By the time we got back on September 18, the tomatoes were definitely on the wane, which was really too bad, because, unlike last year, my tomato harvest was excellent this year. It’s kind of a crap shoot to grow tomatoes in Portland, since it just might not stop raining and warm up until about July or so (like this year) or it might stop raining in May and the tomatoes might start developing blisters and heat prostration when the temperatures rise up above 100 º F (like last year).

This year I tried to avoid heirlooms since they performed dismally for me last year. ('Purple Cherokee'--boo, hiss; 'Brandywine'--Take your talents elsewhere.). I planned on planting nothing but thoroughly road-tested hybrids, but as it happens the only hybrid I planted was ‘Big Beef,' which in my estimation was the least successful. Flavor was acceptable but not outstanding and production was only moderate, although the tomatoes the plant did produce were pretty big and, I suppose, beefy. I had been under the impression that ‘Yellow Taxi’ was a hybrid, but apparently it’s an heirloom. Boy, did that thing put out, and early, too. I think I had my first tomato during the first week of August, which for Portland is pretty darn good. The tomatoes were medium-sized and very tasty and juicy, and I'm sure I harvested well over 100 of them.

I also planted ‘Arkansas Traveler,’ a known heirloom and potential thorn in my side. The buzz on ‘Arkansas Traveler’ was that it stood up well to heat. Of course, this year we had a relatively cool and late-to-begin summer, so the Trav suffered mightily from blossom drop, a condition that occurs when the evening and night-time temperatures are markedly cooler than daytime temperatures. I held out little hope for that freakin’ prima donna. It must have produced and dropped hundreds of blossoms. Somehow, maybe around the end of July/beginning of August it did start setting some fruit. Although I don’t think I got more than about three dozen medium to large tomatoes off the Trav, they were the absolute best. Sweet, juicy, and meaty (but not beefy--more like elk chops or saddle of hare, I’d say).

To summarize: ‘Yellow Taxi’ is a definite keeper. ‘Arkansas Traveler’ I will try again, simply because it is so flavorful. ‘Big Beef’ doesn’t make the cut because of its tardiness and the unimpressive quantity of average-tasting tomatoes it produced.
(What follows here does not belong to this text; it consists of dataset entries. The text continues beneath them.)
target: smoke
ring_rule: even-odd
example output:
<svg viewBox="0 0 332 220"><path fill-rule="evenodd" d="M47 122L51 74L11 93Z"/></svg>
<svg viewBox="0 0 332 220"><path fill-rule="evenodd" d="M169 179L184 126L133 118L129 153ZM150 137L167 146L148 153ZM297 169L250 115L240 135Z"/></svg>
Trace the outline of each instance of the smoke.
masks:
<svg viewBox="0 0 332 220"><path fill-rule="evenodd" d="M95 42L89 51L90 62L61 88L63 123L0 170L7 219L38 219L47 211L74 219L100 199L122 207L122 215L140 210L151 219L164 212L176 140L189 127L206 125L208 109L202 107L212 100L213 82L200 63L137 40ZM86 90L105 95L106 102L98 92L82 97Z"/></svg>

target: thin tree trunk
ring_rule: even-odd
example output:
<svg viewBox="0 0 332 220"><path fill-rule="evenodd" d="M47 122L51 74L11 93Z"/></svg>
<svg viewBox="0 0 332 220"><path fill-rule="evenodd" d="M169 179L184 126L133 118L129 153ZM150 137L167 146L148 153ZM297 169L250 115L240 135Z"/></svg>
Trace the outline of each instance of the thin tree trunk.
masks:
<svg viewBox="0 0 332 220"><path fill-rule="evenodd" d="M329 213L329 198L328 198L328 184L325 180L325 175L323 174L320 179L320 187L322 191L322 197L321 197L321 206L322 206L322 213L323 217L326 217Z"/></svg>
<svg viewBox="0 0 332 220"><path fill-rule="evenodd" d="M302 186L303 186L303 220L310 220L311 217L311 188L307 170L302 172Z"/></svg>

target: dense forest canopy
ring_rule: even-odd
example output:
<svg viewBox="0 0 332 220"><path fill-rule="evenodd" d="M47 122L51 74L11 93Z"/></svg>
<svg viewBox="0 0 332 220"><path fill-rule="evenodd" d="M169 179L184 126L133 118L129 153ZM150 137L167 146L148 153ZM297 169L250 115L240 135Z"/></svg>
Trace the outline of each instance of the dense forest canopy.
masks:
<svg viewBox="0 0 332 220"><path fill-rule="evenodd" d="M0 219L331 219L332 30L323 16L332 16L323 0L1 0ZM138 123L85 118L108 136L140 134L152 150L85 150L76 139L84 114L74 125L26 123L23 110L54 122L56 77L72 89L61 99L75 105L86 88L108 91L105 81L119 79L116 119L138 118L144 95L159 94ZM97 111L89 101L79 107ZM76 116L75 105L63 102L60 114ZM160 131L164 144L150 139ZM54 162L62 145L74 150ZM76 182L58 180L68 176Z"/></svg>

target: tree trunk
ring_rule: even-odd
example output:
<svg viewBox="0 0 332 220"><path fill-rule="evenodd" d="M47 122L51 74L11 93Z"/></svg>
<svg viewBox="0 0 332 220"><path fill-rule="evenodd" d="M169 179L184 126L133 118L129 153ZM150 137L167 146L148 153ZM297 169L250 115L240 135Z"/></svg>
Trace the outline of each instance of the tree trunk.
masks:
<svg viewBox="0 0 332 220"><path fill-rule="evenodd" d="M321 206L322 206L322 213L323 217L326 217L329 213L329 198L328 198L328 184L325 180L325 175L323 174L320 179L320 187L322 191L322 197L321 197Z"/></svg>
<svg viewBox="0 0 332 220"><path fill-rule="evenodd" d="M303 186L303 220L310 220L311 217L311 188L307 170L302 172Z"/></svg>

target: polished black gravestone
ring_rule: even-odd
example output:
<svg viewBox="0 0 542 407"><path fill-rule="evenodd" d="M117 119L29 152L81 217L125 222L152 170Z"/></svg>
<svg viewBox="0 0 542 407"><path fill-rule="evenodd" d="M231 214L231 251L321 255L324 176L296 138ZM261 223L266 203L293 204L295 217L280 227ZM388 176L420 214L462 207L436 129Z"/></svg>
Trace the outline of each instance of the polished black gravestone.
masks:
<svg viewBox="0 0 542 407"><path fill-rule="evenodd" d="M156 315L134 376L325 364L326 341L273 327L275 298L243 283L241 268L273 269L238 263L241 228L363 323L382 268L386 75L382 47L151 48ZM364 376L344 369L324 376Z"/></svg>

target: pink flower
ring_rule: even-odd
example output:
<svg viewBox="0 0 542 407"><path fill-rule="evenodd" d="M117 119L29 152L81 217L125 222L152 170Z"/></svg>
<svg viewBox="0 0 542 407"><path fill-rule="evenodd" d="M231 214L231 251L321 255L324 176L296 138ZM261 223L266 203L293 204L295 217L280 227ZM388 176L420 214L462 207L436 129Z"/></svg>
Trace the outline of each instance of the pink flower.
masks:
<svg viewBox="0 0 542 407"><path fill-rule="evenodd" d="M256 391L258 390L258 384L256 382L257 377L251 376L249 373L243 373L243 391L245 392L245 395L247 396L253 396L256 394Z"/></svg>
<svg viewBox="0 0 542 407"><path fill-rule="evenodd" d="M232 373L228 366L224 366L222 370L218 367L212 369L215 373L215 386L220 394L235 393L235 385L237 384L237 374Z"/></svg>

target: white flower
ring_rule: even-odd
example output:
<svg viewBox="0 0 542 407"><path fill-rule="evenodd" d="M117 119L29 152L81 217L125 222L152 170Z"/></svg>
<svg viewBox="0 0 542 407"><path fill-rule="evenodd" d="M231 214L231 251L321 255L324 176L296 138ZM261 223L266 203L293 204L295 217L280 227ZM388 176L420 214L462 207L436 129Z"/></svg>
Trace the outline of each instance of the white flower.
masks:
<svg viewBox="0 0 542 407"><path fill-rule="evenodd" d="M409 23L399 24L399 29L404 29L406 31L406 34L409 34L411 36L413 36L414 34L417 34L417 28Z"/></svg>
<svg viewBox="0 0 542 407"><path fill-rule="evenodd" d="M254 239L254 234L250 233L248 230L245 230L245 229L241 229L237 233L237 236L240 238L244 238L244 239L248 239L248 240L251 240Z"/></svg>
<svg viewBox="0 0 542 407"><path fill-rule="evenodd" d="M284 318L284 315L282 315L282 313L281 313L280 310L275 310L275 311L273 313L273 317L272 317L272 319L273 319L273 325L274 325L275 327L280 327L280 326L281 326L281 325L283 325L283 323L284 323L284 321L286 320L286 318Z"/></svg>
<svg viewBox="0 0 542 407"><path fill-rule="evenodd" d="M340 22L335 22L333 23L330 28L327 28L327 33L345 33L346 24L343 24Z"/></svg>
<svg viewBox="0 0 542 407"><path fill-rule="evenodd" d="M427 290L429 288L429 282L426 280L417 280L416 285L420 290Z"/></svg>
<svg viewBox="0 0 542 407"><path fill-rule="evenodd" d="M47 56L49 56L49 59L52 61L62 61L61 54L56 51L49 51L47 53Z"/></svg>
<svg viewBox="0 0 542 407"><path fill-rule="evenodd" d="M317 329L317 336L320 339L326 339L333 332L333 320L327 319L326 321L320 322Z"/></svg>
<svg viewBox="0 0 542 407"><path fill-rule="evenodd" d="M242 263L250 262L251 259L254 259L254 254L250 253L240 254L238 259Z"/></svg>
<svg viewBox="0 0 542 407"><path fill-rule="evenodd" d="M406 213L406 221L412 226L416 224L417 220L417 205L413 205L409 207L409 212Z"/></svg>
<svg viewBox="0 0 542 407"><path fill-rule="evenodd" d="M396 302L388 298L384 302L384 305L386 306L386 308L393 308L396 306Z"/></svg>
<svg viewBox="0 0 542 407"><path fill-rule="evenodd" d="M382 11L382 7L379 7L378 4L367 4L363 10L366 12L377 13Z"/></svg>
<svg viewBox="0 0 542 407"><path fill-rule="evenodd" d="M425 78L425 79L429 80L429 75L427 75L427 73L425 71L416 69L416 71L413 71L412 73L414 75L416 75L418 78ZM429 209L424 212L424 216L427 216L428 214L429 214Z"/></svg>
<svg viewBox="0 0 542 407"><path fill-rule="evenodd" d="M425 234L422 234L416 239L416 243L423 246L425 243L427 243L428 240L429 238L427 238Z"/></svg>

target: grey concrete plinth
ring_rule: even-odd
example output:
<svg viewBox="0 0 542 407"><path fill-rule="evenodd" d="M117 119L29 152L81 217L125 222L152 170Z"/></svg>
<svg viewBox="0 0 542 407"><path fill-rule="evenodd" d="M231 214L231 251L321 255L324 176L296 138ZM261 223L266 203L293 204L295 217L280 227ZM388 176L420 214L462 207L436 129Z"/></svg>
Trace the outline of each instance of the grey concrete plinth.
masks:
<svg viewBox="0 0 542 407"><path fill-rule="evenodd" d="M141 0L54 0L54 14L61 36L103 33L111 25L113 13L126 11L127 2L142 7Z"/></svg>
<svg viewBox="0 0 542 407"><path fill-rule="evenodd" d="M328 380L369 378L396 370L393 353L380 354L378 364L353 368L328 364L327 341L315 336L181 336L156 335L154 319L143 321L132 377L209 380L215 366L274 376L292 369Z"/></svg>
Also, what an untidy plant it was—hanging sluttishly out of its cage and sending out weak, gangly branches that thought nothing of allowing ripening fruit to rest on the soil where icky worms and so forth could feast and destroy. I was constantly having to rig slings out of old pantyhose to shore that thing up, which only made the whole tomato cage/tomato plant apparatus look even more slatternly.

Final note: I am well aware that this post may be of zero interest to anyone but me, I must document my gardening successes and failures for future reference because my memory is appalling.